J’ai trouvé que le personnage de Tomoe, la jeune sœur de la famille qui accueille tout d’abord Gaston, était doté d’une ambiguïté intéressante, à la fois pleine de mépris pour Gaston, et pourtant ne pouvant s’empêcher de s’intéresser à son sort, avant que ses sentiments pour lui n’évoluent notablement.
Il y a aussi toute une description des mauvais quartiers et des bas-fonds de Tokyo, avec sa misère et sa population, que j’ai trouvé très évocatrice.
Roman haletant, avec pas mal de suspense, il se lit vite et on prend plaisir à suivre les aventures de ce Français chez les japonais.

Et puis, de Natsumé Sôseki

et_puis_soseki J’avais très envie de continuer à découvrir l’oeuvre de Natsumé Sôseki (1867-1916), cet écrivain classique de la littérature japonaise, dont j’avais déjà chroniqué Oreiller d’herbes et Sanshirô le mois dernier.
« Et puis » est un roman écrit juste après Sanshirô mais son atmosphère et son personnage principal sont tout à fait différents : alors que dans Sanshirô nous avions affaire à un tout jeune étudiant débarqué de province et dont le caractère était doux et naïf, « Et puis » nous montre un trentenaire prénommé Daisuke, sorte de dandy raffiné (qui a visiblement été imprégné de culture occidentale comme en témoignent son mode de vie et ses lectures) qui se laisse entretenir par son père – un riche industriel – et refuse tout à fait de travailler, préférant rêver et échafauder des théories plus ou moins fumeuses sur l’existence.
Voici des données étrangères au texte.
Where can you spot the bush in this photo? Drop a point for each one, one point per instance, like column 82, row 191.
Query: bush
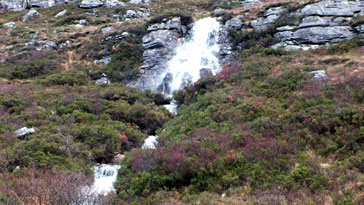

Mais son père voudrait qu’il se marie, et passe son temps à lui présenter, par l’intermédiaire de son autre fils et de sa belle-fille, des épouses potentielles. Ils ne savent pas que Daisuke est secrètement amoureux de la femme de son meilleur ami, et qu’il est résolu à refuser tous les mariages qui pourraient se présenter. Ainsi, Daisuké biaise et essaye de manœuvrer son entourage pour arriver à ses fins, au mépris des règles de la morale traditionnelle, et en se prévalant de ce qu’il considère comme la « nature », à savoir les sentiments.

J’ai beaucoup apprécié ce roman pour son climat de tension qui s’accentue au fil des chapitres, mais également pour ses descriptions psychologiques très fines et très complexes, le personnage principal étant merveilleusement bien décrit, avec toutes ses ambiguïtés et ses zones d’ombre inquiétantes, mais aussi avec un côté idéaliste, individualiste et épris de liberté qui le rapproche beaucoup de la culture occidentale, et qui nous le rend assez sympathique par moments.
Daisuke, par amour, envisage de renter en lutte non seulement contre sa famille mais contre la société entière, et on se doute bien que ça va mal finir pour lui, qu’il va forcément perdre le combat, mais il a cette sorte de romantisme très sombre qui le conduit sur les voies les plus risquées.
Dans plusieurs passages du livre, Sôseki nous dit clairement qu’il s’agit de la lutte du mal contre le bien, Daisuké représentant le mal, mais ce n’est pas la seule interprétation possible, loin de là, et on peut voir aussi dans ce roman une lutte entre un Japon traditionnel et rigide et les influences occidentales plus ou moins positives ou plus ou moins pernicieuses.